Another unusual strategy Screwtape advocates is the corruption of the patient’s well-meaning spirituality. In one of the earlier letters Screwtape advises Wormwood that “One of our great allies at present is the Church itself.”

“Do not misunderstand me,” he goes on to say. “I do not mean the Church as we see her spread out through all time and space and rooted in eternity, terrible as an army with banners. That, I confess, is a spectacle which makes our boldest tempters uneasy. But fortunately it is quite invisible to these humans. All your patient sees is the half-finished, sham Gothic erection on the new building estate.

"When he goes inside, he sees the local grocer with rather an oily expression on his face bustling up to offer him one shiny little book containing a liturgy which neither of them understands, and one shabby little book containing corrupt texts of a number of religious lyrics, mostly bad, and in very small print.

"When he gets to his pew and looks round him he sees just that selection of his neighbours whom he has hitherto avoided. You want to lean pretty heavily on those neighbours. Make his mind flit to and fro between an expression like “the body of Christ” and the actual faces in the next pew. It matters very little, of course, what kind of people that next pew really contains. You may know one of them to be a great warrior on the Enemy’s side. No matter. Your patient, thanks to Our Father Below, is a fool. Provided that any of those neighbours sing out of tune, or have boots that squeak, or double chins, or odd clothes, the patient will quite easily believe that their religion must therefore be somehow ridiculous.

"At his present stage, you see, he has an idea of Christians in his mind which he supposes to be spiritual but which, in fact, is largely pictorial. His mind is full of togas and sandals and armour and bare legs and the mere fact that the other people in church wear modern clothes is a real—though of course an unconscious—- difficulty to him.”

Screwtape tells Wormwood, “Never let it come to the surface; never let him ask what he expected them to look like.
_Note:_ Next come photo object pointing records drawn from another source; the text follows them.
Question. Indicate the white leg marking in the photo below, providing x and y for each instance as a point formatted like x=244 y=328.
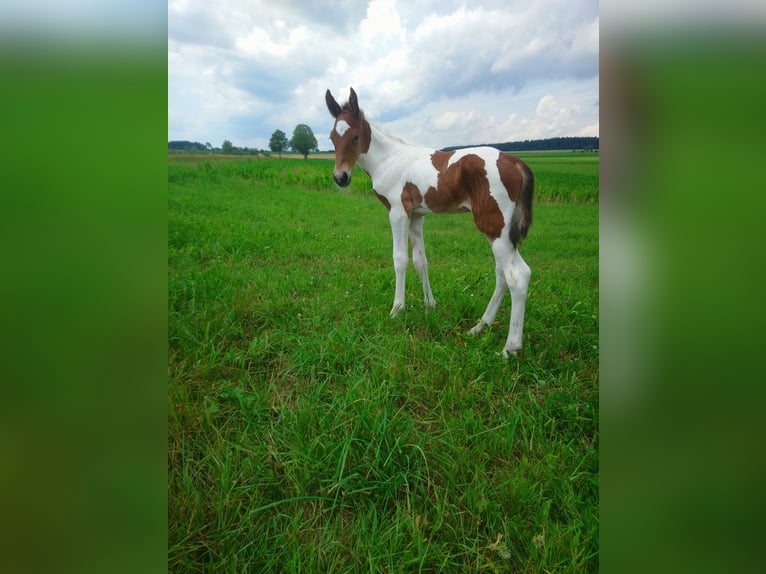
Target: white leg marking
x=510 y=271
x=501 y=286
x=419 y=258
x=517 y=275
x=399 y=225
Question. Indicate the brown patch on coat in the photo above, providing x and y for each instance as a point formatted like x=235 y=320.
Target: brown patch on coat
x=463 y=186
x=510 y=175
x=383 y=200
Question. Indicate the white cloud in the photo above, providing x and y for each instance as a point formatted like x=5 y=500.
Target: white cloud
x=444 y=73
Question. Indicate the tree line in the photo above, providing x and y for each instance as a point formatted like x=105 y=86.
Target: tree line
x=303 y=142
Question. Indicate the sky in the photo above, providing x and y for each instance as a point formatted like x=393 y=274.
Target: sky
x=436 y=73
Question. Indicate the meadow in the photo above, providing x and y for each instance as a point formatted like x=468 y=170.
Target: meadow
x=310 y=432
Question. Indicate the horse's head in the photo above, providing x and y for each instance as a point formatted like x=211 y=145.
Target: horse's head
x=350 y=135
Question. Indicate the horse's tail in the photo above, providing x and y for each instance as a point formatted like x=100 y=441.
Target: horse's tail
x=521 y=220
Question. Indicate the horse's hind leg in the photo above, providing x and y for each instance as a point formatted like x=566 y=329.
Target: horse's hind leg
x=419 y=259
x=517 y=274
x=510 y=271
x=501 y=286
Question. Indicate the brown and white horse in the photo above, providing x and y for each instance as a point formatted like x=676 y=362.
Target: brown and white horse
x=414 y=181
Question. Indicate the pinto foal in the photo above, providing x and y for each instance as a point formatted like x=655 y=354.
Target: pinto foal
x=415 y=181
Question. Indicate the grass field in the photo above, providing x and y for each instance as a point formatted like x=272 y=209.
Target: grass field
x=310 y=432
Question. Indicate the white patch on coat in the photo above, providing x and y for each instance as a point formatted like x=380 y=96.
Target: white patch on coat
x=341 y=127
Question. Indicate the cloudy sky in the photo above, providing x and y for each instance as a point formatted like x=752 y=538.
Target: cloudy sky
x=437 y=72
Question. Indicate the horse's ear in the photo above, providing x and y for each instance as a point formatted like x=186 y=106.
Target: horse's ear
x=354 y=103
x=332 y=105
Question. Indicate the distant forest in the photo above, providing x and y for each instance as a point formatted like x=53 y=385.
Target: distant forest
x=566 y=143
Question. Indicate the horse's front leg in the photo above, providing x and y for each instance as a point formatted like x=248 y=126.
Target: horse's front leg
x=419 y=258
x=399 y=226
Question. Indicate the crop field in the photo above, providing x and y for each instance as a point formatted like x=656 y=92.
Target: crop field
x=310 y=432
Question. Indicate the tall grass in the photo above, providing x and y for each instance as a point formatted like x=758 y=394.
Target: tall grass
x=310 y=432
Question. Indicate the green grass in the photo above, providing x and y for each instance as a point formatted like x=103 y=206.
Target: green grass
x=310 y=432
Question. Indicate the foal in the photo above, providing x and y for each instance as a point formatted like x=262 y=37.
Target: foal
x=415 y=181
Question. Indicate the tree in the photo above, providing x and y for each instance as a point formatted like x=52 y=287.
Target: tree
x=303 y=140
x=278 y=142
Keep everything hazy in his mind now, and you will have all eternity wherein to amuse yourself by producing in him the peculiar kind of clarity which Hell affords.”

Verminette, this letter is already too long and I have just begun to describe the valuable lessons you will find in “The Screwtape Letters.” I do hope that I have been able to give you a taste of the book and whetted your appetite for reading it in full. Please do attend to its lessons, particularly the fate of Wormwood. Should you also let a soul slip through your fingers, you will know his fate in a distinctly personal way.